Rick Swartz, the executive director of the Bloomfield Garfield Corporation, laments the Storm's pending departure.
"It's a business that drew another generation to Penn Avenue, a generation that wouldn't have found its way here otherwise," says Swartz, whose community-development group has long been active along Penn. "The arts venues have done that too, but much of that was in the wake of the Quiet Storm coming here."
Swartz says the Storm attracted younger residents who "weren't looking for a pristine commercial district like [Shadyside's] Walnut Street": The challenge for his group now, he says, is to maintain and build upon Penn's own ability to serve a mix of residents.

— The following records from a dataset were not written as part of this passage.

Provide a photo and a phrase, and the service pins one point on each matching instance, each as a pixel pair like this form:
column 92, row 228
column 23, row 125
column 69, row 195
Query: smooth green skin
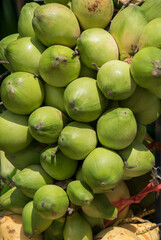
column 7, row 170
column 3, row 44
column 101, row 207
column 93, row 14
column 150, row 114
column 54, row 97
column 45, row 124
column 151, row 35
column 139, row 101
column 79, row 194
column 13, row 200
column 102, row 169
column 144, row 68
column 30, row 179
column 56, row 24
column 14, row 132
column 114, row 80
column 138, row 155
column 96, row 46
column 87, row 72
column 76, row 227
column 56, row 164
column 83, row 100
column 77, row 140
column 126, row 28
column 64, row 2
column 97, row 224
column 17, row 94
column 55, row 231
column 24, row 54
column 51, row 202
column 33, row 223
column 141, row 132
column 25, row 28
column 116, row 128
column 151, row 9
column 58, row 67
column 28, row 156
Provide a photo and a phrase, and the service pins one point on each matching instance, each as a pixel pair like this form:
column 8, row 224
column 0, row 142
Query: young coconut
column 63, row 28
column 11, row 228
column 17, row 94
column 93, row 14
column 83, row 100
column 96, row 46
column 24, row 54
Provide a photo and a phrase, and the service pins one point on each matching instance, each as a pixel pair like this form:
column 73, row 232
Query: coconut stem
column 3, row 75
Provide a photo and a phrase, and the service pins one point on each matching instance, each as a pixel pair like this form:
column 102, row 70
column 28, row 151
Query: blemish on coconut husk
column 94, row 6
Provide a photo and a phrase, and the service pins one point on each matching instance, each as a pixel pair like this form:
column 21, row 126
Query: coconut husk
column 11, row 228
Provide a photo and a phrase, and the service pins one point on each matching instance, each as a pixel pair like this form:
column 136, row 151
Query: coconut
column 96, row 46
column 17, row 94
column 63, row 28
column 126, row 28
column 14, row 132
column 83, row 100
column 115, row 81
column 58, row 67
column 93, row 14
column 11, row 228
column 3, row 44
column 24, row 54
column 25, row 28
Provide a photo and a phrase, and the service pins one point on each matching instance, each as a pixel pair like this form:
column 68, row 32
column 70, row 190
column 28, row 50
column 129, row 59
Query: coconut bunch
column 82, row 84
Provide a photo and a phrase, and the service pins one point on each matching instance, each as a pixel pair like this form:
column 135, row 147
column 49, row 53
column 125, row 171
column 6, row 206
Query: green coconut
column 24, row 54
column 55, row 231
column 146, row 68
column 77, row 140
column 28, row 156
column 14, row 132
column 94, row 13
column 139, row 157
column 102, row 169
column 45, row 124
column 83, row 100
column 58, row 66
column 87, row 72
column 56, row 164
column 152, row 9
column 101, row 207
column 25, row 28
column 3, row 44
column 13, row 200
column 33, row 223
column 54, row 97
column 76, row 227
column 96, row 46
column 126, row 28
column 17, row 94
column 30, row 179
column 119, row 192
column 50, row 202
column 115, row 81
column 79, row 194
column 151, row 35
column 116, row 128
column 7, row 170
column 56, row 24
column 64, row 2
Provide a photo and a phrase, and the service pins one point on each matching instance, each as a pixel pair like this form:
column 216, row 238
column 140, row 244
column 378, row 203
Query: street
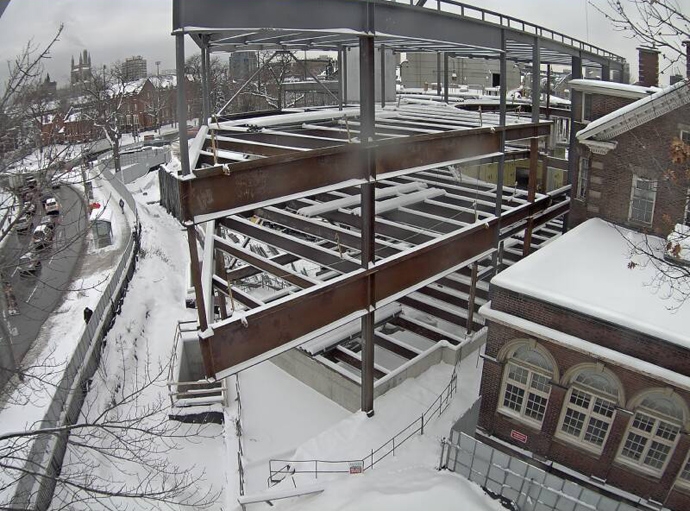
column 38, row 295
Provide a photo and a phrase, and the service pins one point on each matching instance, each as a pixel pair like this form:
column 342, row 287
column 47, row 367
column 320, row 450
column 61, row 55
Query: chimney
column 649, row 67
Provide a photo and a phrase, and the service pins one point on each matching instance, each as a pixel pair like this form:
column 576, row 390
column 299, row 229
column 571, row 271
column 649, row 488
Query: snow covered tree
column 661, row 24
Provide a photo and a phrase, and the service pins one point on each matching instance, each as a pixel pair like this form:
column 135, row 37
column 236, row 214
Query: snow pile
column 678, row 244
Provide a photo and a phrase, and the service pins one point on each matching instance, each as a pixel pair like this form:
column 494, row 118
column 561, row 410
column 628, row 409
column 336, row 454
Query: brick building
column 623, row 150
column 589, row 368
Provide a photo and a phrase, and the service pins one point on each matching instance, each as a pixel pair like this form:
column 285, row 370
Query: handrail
column 503, row 20
column 291, row 467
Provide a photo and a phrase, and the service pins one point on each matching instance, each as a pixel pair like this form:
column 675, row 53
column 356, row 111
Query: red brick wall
column 643, row 151
column 643, row 347
column 541, row 442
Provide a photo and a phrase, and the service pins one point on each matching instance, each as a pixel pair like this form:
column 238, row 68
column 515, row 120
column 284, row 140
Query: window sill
column 509, row 414
column 565, row 439
column 638, row 469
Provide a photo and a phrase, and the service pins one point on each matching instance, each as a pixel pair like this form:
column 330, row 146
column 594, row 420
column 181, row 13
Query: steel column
column 502, row 116
column 367, row 54
column 575, row 105
column 204, row 85
column 536, row 107
column 445, row 77
column 181, row 103
column 383, row 75
column 340, row 77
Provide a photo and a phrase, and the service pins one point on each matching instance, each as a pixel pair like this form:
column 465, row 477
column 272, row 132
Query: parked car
column 25, row 223
column 29, row 264
column 52, row 206
column 42, row 236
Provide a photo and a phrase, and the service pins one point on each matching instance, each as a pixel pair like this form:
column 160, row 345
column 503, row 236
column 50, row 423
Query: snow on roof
column 587, row 271
column 612, row 88
column 637, row 113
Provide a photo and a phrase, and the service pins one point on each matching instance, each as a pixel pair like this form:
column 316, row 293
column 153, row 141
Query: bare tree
column 117, row 452
column 662, row 24
column 106, row 95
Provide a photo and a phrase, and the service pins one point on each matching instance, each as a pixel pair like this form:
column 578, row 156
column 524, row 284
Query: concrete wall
column 421, row 67
column 321, row 378
column 346, row 391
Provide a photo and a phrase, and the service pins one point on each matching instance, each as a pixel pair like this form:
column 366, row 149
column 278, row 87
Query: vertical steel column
column 498, row 211
column 536, row 106
column 383, row 75
column 340, row 78
column 204, row 83
column 445, row 77
column 548, row 91
column 605, row 73
column 575, row 104
column 345, row 76
column 200, row 303
column 367, row 53
column 181, row 103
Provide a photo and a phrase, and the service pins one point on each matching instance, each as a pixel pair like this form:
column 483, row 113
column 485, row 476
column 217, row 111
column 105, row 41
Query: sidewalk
column 25, row 403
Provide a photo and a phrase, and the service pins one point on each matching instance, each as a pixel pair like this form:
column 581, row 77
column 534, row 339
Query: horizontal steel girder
column 275, row 328
column 244, row 185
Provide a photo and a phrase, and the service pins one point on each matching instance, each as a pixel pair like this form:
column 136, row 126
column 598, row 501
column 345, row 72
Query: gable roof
column 635, row 114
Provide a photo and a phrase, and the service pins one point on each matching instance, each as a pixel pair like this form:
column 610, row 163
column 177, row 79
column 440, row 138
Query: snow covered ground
column 282, row 418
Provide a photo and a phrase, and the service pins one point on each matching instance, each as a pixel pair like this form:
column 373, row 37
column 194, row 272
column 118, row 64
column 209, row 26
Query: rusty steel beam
column 272, row 329
column 269, row 179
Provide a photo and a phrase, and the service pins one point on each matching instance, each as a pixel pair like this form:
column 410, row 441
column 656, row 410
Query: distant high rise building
column 81, row 73
column 242, row 64
column 134, row 68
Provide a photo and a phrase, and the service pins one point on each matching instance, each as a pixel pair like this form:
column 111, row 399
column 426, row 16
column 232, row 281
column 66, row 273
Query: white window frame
column 586, row 95
column 684, row 136
column 590, row 415
column 583, row 179
column 651, row 437
column 684, row 474
column 527, row 389
column 636, row 179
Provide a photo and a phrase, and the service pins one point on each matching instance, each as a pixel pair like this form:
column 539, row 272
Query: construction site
column 353, row 244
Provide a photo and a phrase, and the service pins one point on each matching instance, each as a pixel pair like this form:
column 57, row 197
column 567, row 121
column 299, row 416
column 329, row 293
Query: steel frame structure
column 370, row 197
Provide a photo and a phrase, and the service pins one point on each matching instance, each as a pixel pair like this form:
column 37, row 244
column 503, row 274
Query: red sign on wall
column 520, row 437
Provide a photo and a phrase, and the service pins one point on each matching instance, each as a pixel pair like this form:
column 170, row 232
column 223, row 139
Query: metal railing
column 496, row 18
column 191, row 393
column 288, row 468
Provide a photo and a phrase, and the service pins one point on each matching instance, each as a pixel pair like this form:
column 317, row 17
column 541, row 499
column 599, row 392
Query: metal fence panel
column 529, row 487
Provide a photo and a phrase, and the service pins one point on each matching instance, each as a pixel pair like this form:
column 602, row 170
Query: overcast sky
column 116, row 29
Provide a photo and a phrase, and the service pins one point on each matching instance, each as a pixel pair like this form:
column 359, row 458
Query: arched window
column 653, row 432
column 589, row 407
column 526, row 383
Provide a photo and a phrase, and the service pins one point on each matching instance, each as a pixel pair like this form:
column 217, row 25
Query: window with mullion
column 586, row 418
column 525, row 392
column 649, row 442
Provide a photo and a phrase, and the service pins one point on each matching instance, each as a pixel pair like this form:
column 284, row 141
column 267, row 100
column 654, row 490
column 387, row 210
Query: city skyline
column 143, row 28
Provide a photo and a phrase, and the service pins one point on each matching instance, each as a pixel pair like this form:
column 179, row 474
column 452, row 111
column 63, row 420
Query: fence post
column 443, row 450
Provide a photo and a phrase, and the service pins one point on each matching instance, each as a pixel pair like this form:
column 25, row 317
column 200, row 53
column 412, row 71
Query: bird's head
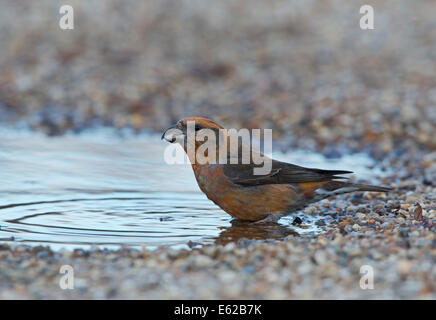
column 193, row 131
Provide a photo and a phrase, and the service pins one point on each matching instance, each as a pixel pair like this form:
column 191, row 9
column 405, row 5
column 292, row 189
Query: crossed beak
column 171, row 134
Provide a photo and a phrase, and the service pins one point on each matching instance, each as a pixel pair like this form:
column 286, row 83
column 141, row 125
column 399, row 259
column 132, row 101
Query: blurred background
column 303, row 68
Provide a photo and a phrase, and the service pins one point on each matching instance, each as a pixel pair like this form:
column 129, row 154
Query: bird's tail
column 338, row 187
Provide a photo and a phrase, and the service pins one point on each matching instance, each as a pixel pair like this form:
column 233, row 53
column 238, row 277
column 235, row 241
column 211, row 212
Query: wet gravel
column 304, row 69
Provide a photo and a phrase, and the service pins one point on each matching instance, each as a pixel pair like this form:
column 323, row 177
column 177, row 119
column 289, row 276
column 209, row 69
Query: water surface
column 109, row 189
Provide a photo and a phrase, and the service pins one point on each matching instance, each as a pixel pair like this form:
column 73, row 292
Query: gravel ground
column 304, row 69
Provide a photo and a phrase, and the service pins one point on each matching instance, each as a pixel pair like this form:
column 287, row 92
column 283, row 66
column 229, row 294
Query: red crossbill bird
column 235, row 187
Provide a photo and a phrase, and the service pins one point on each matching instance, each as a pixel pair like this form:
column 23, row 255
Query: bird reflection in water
column 250, row 231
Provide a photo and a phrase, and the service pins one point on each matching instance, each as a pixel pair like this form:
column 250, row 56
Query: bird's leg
column 272, row 218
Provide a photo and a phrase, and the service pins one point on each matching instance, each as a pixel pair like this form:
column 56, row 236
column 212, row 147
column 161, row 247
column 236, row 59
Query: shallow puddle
column 112, row 189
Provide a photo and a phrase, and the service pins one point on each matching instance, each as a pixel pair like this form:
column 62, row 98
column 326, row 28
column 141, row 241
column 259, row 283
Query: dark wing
column 281, row 173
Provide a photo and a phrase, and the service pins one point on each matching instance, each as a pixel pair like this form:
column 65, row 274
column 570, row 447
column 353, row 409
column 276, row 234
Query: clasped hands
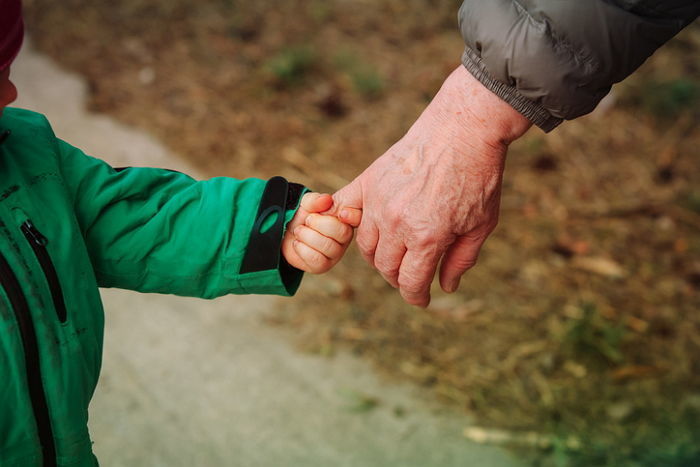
column 432, row 199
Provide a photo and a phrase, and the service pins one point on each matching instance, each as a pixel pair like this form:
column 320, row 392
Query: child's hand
column 315, row 242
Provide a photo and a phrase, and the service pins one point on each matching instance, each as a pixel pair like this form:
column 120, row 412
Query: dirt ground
column 580, row 321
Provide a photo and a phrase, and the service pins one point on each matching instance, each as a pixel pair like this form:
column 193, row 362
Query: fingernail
column 453, row 286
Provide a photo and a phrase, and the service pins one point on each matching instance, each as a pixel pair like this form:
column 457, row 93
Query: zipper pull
column 33, row 234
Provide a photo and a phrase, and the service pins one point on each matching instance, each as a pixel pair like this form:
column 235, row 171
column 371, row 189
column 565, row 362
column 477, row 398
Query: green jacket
column 69, row 224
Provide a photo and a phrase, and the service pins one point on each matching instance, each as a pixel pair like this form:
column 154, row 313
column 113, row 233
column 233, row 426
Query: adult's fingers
column 388, row 257
column 366, row 239
column 460, row 256
column 330, row 227
column 316, row 202
column 319, row 242
column 416, row 274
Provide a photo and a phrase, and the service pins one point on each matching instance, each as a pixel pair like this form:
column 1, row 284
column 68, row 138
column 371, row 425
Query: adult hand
column 435, row 194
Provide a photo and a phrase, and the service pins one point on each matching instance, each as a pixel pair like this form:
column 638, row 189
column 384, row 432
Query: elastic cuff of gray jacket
column 537, row 114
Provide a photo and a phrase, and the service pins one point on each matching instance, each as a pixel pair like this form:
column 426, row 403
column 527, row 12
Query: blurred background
column 581, row 320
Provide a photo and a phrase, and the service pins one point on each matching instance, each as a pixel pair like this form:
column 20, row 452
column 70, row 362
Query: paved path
column 189, row 382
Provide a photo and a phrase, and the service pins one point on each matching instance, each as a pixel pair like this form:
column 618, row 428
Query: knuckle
column 385, row 266
column 411, row 286
column 366, row 246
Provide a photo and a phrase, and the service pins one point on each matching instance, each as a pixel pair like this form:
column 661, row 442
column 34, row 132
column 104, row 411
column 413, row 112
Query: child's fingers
column 316, row 262
column 330, row 226
column 324, row 245
column 351, row 216
column 316, row 202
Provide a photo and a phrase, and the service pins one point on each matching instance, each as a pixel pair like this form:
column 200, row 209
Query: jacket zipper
column 38, row 243
column 18, row 302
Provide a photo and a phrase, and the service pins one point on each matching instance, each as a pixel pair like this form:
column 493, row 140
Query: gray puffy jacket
column 556, row 59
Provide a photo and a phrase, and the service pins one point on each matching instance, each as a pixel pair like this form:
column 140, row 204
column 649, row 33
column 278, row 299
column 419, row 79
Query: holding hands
column 315, row 242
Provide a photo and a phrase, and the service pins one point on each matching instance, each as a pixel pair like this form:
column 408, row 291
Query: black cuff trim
column 264, row 248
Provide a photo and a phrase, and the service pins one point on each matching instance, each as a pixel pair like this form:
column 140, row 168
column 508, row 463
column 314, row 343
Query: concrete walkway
column 189, row 382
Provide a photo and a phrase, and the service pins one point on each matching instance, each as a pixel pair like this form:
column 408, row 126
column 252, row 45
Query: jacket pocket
column 38, row 243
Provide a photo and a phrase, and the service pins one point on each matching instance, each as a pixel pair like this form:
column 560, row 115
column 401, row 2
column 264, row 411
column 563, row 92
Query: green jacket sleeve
column 556, row 59
column 155, row 230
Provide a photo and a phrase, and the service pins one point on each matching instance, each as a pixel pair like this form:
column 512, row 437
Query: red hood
column 11, row 31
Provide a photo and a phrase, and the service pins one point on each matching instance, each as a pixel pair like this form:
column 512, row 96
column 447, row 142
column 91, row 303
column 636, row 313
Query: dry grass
column 581, row 318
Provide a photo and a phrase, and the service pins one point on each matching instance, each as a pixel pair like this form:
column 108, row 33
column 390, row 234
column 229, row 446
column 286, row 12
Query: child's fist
column 315, row 242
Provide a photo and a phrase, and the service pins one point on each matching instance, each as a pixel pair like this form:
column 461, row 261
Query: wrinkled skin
column 435, row 194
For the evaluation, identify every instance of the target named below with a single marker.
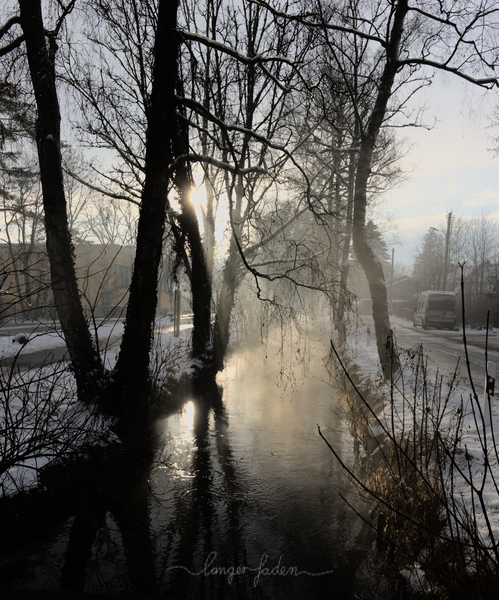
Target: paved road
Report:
(445, 349)
(31, 359)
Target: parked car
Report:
(436, 309)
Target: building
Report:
(104, 274)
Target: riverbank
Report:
(429, 465)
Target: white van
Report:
(436, 309)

The Quiet Storm's building is owned by Friendship Development Associates, a once-active but now defunct community redevelopment group. The building is being purchased by a local restaurateur whom Swartz would not identify, except to say "he has a successful restaurant in the city already, and his family is helping him finance this." The new site will "bring a restaurant that will probably cater to a broader spectrum of people, which some people think is great, while others won't." In either case, while the restaurant will not be a chain, Swartz says, "It will look like a restaurant you might find in a lot of other places."
Swartz says his organization tried to find a new home for the Quiet Storm along Penn, to no avail.
"We came up dry. We approached a number of property owners with vacant storefronts. Some were interested, but [the buildings] needed a plethora of things done for them. Other times, the storeroom could have accommodated her, but they weren't interested in leasing -- not just to her, but to anybody.
"It was disappointing, because there were some locations that could have done well for the Quiet Storm," Swartz continues. "It's a challenge we've confronted on Penn Avenue for the last 30 years: talking to people who think they've got something you want badly, and they are holding out for some ransom." And it's only gotten worse as the East End has become increasingly prosperous -- thanks in part to the Quiet Storm. "Suddenly, the wind is scented with money," Swartz says, and building owners feel like time is on their side. "It's the downside of neighborhoods returning to some level of normalcy, and a commentary about where the real-estate market is today."